O Conselho Nacional de Justiça (CNJ) tomou a decisão nesta terça-feira (04) de afastar a juíza Gabriela Hardt por um período de dois anos. A magistrada, que atuou como substituta de Sergio Moro na 13ª Vara Federal de Curitiba durante a Operação Lava Jato, está sendo alvo de uma apuração que foi iniciada em 2024.
A investigação foi desencadeada após uma fiscalização realizada pela Corregedoria do CNJ, que apontou que Hardt teria se envolvido em um esquema para a criação de uma fundação privada. Esta fundação, segundo as apurações, seria financiada com recursos oriundos da Lava Jato.
A decisão de afastamento reflete a preocupação do CNJ com a integridade do Judiciário, especialmente em casos que envolvem figuras proeminentes da Operação Lava Jato. O afastamento de Hardt se insere em um contexto mais amplo de monitoramento das ações de magistrados e busca garantir a transparência e a responsabilidade dentro do sistema judicial.
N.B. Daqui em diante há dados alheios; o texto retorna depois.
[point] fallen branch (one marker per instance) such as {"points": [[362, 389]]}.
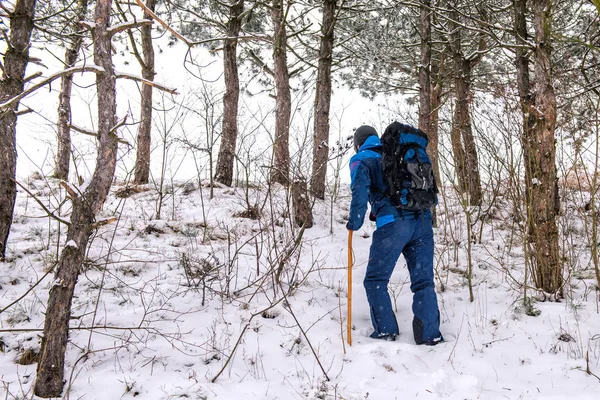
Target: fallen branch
{"points": [[127, 25], [103, 222], [289, 308], [50, 213], [68, 71]]}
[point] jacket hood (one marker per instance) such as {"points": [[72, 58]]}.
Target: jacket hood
{"points": [[372, 142]]}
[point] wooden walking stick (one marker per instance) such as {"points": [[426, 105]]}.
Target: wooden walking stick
{"points": [[350, 262]]}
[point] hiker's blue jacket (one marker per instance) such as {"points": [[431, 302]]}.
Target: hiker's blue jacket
{"points": [[368, 186]]}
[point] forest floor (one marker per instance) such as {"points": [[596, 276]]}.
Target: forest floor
{"points": [[188, 305]]}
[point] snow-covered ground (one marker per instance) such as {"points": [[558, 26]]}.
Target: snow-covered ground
{"points": [[188, 307]]}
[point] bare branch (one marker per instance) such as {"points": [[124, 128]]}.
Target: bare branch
{"points": [[50, 213], [71, 193], [50, 79], [164, 24], [95, 134], [147, 82], [29, 290], [128, 25]]}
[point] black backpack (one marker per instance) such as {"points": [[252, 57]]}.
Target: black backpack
{"points": [[407, 169]]}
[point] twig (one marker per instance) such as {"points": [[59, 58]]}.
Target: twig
{"points": [[587, 363], [29, 290], [69, 190], [90, 133], [86, 328], [164, 24], [147, 82], [50, 213], [237, 343], [69, 71], [497, 340], [128, 25], [103, 222], [289, 308]]}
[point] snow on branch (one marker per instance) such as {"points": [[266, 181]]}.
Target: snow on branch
{"points": [[50, 79], [50, 213], [95, 134], [128, 25], [146, 82], [164, 24]]}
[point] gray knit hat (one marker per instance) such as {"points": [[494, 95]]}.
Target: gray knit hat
{"points": [[362, 133]]}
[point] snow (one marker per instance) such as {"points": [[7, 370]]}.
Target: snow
{"points": [[178, 323], [179, 291]]}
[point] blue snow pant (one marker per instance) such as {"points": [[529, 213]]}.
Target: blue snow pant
{"points": [[414, 239]]}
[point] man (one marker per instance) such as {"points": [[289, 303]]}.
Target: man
{"points": [[398, 232]]}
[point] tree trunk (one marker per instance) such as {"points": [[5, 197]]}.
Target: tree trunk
{"points": [[301, 204], [144, 140], [424, 68], [323, 101], [11, 85], [63, 155], [49, 382], [539, 153], [283, 100], [437, 72], [229, 135], [463, 142], [543, 186]]}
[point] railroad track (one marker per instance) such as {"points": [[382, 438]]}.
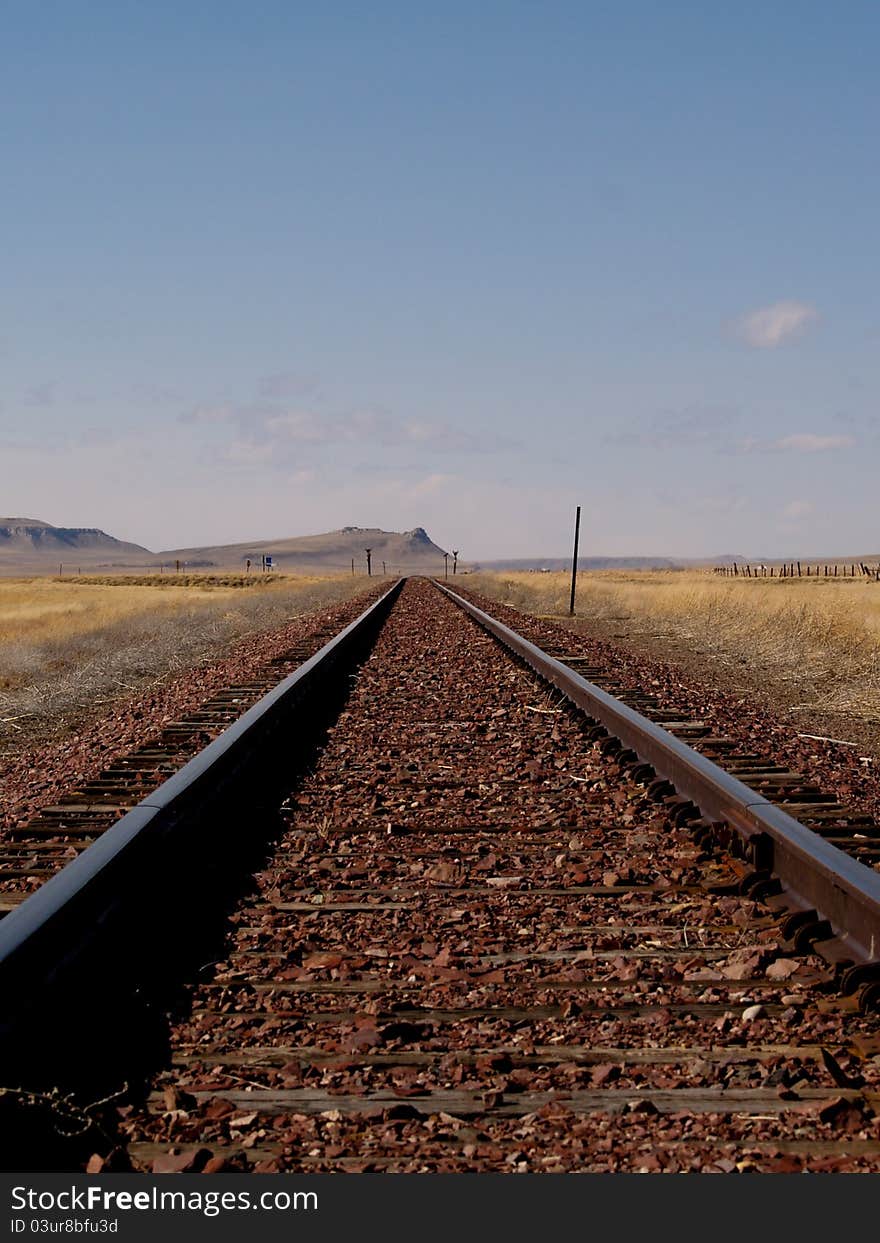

O CNJ, ao decidir pela maioria, demonstra uma postura firme diante de irregularidades que possam comprometer a confiança pública nas instituições. A Operação Lava Jato, que revelou um vasto esquema de corrupção envolvendo diversas esferas do poder, continua a ter desdobramentos importantes, refletindo a necessidade de rigor nas práticas judiciais.
A expectativa é que o afastamento de Gabriela Hardt traga à tona mais informações sobre sua atuação e sobre o funcionamento da fundação em questão, além de permitir que o CNJ conduza a investigação sem conflitos de interesse ou pressões externas. O caso segue em análise, e novos desdobramentos poderão ocorrer nos próximos meses.